With a $300 million damage claim hanging in the balance, the dispute is hardly inconsequential. Intellisoft likely believes it will fare better under the less exacting standards of state trade secret misappropriation law, where it need only show that it owns the trade secrets and that it was injured by Acer’s unauthorized use of those secrets. Conversely, Acer likely recognizes that its prospects of prevailing are better under the higher clear and convincing burden required to demonstrate patent inventorship and the burden of demonstrating patent infringement, a position already confirmed by the district court’s summary judgment determination in Acer’s favor.
At bottom, Acer’s appeal to the Supreme Court confirms the critical importance of understanding the interface between trade secret law and patent law, and the potentially different burdens of proof involved for different types of claims, before bringing a trade secret misappropriation case.

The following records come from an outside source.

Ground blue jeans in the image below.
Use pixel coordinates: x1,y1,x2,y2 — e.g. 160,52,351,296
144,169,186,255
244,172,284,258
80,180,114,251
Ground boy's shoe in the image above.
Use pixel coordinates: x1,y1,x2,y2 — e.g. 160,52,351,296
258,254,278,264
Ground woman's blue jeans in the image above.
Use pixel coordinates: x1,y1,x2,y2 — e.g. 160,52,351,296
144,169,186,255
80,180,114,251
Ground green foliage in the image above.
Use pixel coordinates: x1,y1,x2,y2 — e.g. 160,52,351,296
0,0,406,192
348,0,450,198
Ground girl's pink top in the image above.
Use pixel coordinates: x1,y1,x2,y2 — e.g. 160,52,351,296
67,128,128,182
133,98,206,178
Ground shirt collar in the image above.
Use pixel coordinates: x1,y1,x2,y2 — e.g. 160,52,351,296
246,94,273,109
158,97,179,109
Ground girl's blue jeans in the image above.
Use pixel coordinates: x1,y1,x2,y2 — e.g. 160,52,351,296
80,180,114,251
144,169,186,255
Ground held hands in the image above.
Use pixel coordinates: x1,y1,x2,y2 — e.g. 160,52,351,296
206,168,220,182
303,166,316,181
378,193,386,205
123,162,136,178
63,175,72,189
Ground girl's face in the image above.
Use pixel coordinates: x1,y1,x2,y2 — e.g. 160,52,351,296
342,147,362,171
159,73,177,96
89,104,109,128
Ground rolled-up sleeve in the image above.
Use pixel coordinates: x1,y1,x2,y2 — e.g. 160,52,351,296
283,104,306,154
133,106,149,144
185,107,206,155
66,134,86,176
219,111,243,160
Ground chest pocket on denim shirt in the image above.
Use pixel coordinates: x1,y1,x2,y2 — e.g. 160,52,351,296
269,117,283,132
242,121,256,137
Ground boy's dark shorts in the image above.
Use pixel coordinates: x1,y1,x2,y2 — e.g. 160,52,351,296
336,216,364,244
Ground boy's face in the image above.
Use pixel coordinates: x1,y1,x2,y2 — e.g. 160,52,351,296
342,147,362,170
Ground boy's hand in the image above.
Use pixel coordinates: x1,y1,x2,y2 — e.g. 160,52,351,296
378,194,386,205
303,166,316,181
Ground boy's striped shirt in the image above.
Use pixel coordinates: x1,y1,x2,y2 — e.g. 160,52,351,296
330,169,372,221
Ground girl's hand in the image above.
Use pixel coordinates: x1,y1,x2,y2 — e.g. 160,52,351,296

Trade secret misappropriation and patent disputes impact businesses across a variety of industries, and the consequences can be severe. A wise strategy for potential litigants is to consider carefully which company innovations qualify for trade secret protection, which are covered by patent disclosures, and how the two types of intellectual property inter-relate. Potential litigants should promptly consult with experienced trade secret and patent litigation counsel to guide them through this conceptual thicket.
 Acer America Corp., et al. v. Intellisoft, Ltd., et al., Case No. 20-313 (S. Ct. filed Sept. 10, 2020) (“Petition”).
 Petition at 16-17.
 An interesting hypothetical involves whether the outcome – or at least Intellisoft’s argument — would have been different had it been able to bring its trade secret misappropriation claim in 2014 under the subsequently enacted Federal Defend Trade Secrets Act of 2016 instead of under state trade secret misappropriation law. Federal patent preemption applies only to state law claims. Because patent law does not preempt other federal statutes, it is reasonable to consider that if the claim could have been brought under the federal statute, the standard for ownership would be defined by the Defend Trade Secrets Act and not by patent law.